The question elicits wonderfully personal stories, filled with funny moments and bright details. We’ve heard hundreds of these stories now, and there’s an interesting pattern that keeps coming up.
It’s a pattern of taking on responsibility for others early in life without much (or any) formal authority, and realizing that success is no longer about you as an individual.
For example, Jun was thrust into the role of captain of his Ivy League golf team just as his own game was suffering. He ended up having his worst year as an individual contributor but the college team had its best year, not least because he took the time to coach people individually and rally them.
Tara had to rally a reluctant cast of characters to produce a college yearbook with nothing more than her own powers of persuasion.
Whitney organized a boycott of a local Fast Food outlet when she found out about employees being paid below market wages — and vividly recalled the fear that no one would listen to her or sign her petition.
The reason we ask this question of executives is not just to indulge in a little nostalgia. It’s to return them to the essence of leadership and remind them what it feels like to actually lead. That sense of setting self-interest aside to take responsibility for others. The scary feeling of not knowing the answers, but caring enough about the destination to take a risk. The struggle to bring people along on a journey when you are still figuring things out yourself.
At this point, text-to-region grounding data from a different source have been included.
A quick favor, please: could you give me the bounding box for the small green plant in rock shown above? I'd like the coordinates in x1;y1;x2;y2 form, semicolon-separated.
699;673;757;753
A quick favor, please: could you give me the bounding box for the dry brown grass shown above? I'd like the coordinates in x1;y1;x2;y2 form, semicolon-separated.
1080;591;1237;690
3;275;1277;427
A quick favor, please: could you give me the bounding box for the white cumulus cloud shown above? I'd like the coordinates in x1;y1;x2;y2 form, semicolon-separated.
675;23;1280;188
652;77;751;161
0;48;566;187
The reminder is important for senior leaders because the more you go up in rank in an organization, the more fear, complacency and hesitation seem to creep in — there’s more status to lose. At some point, leaders focus more on getting and holding onto authority than the more edifying work of mastering leadership skills.
I’m reminded of a poem I love — and read many times on the London Underground on my long commutes to school as a teenager:
I wanna be the leader
I wanna be the leader
Can I be the leader?
Can I? I can?
Promise? Promise?
Yippee I’m the leader
I’m the leader
Okay, now what shall we do?
— Roger McGough.
Leadership doesn’t belong to those who occupy any particular role! It belongs to anyone who — from our TJAL definition — “influences and motivates people to achieve a shared vision and improve an organization”.
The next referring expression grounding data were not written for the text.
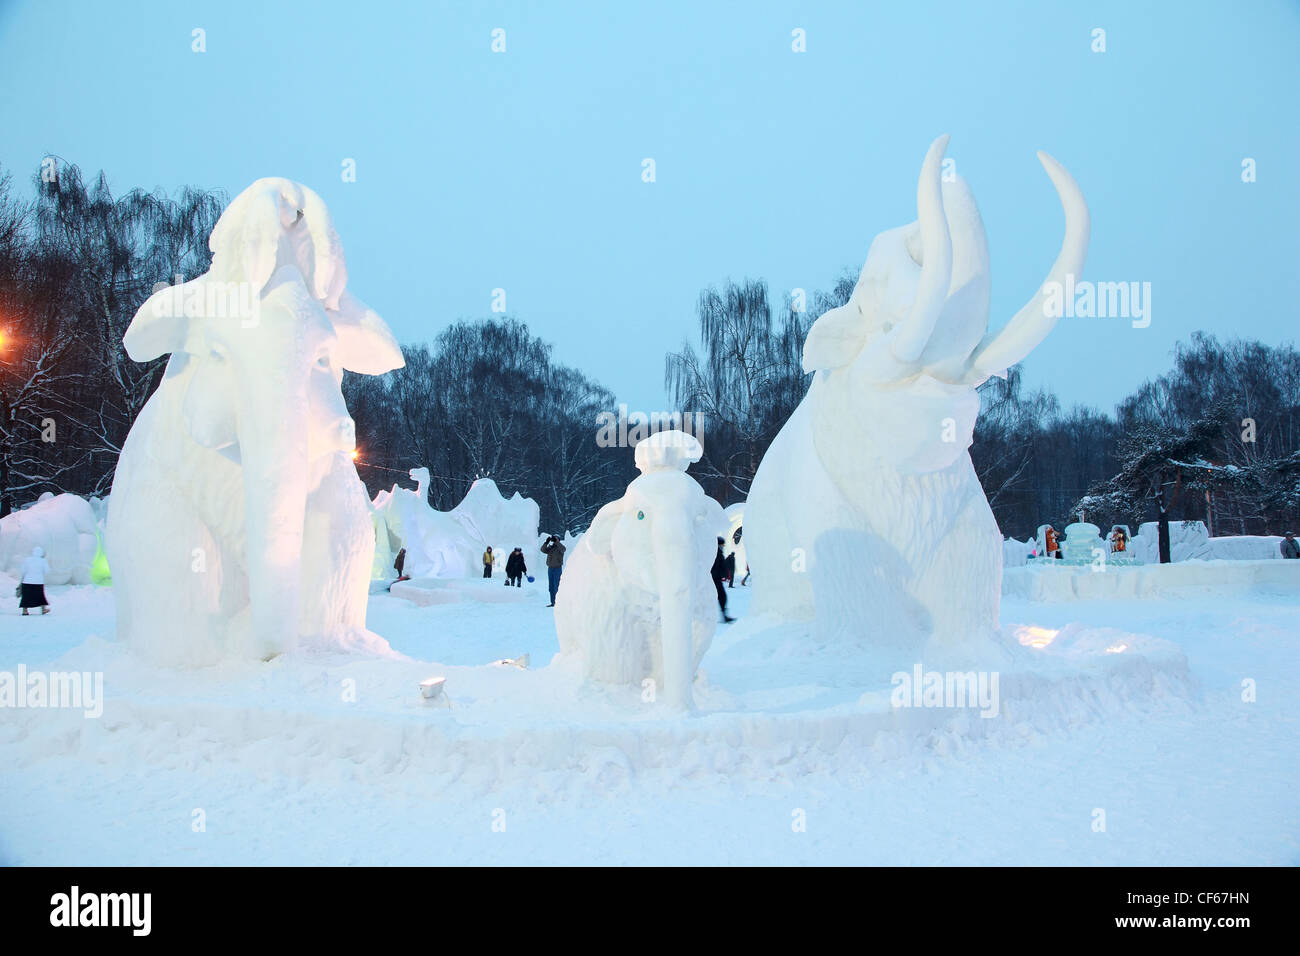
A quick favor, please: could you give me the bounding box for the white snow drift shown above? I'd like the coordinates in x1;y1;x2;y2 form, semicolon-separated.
0;493;100;586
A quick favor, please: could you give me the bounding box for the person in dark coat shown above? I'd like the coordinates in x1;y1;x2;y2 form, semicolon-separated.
711;537;734;622
724;550;736;588
541;535;566;606
504;547;526;586
393;547;407;578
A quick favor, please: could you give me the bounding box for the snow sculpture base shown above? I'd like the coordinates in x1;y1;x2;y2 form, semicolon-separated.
1004;558;1300;603
14;591;1193;807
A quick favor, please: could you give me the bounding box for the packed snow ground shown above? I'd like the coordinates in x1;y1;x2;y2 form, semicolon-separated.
0;569;1296;865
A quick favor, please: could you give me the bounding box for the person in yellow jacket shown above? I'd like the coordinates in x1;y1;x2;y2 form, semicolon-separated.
482;547;494;578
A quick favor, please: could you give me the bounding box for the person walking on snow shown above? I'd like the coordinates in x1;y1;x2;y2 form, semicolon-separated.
541;534;566;606
504;547;526;586
712;537;734;623
482;546;494;578
1281;532;1300;559
19;545;50;616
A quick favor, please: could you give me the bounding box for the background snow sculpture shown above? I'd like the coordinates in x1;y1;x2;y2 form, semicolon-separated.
449;478;541;575
555;431;726;710
369;470;543;582
744;135;1089;656
0;493;100;585
1002;536;1034;568
107;178;404;664
724;503;746;578
1060;522;1104;564
371;468;483;580
1131;520;1211;563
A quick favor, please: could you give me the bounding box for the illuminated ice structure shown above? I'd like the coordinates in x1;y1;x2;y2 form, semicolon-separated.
107;178;403;664
744;135;1089;657
555;431;726;711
When you see leadership as a process and not a position, you can appreciate it as an active skill to work on and master, with all the frustrations and challenges of learning that come with any skill that you must master.
We would all be better off if people focused on leadership as a skill and a virtue to master, rather than a position.
Executives and politicians would be braver and more likely to make better decisions for the good of society. People from all walks of society without formal authority would authorize themselves to step up more — as the kids from Marjory Stoneman Douglas did — to lead us where we have dared not go before.
On a more immediate level, reconnecting to what it feels like to actually lead is liberating for our clients. They can step out of the trap of thinking “I’m the one in charge so I must have all the answers” — and into a more vulnerable, open and fulfilling space of learning and leading through change.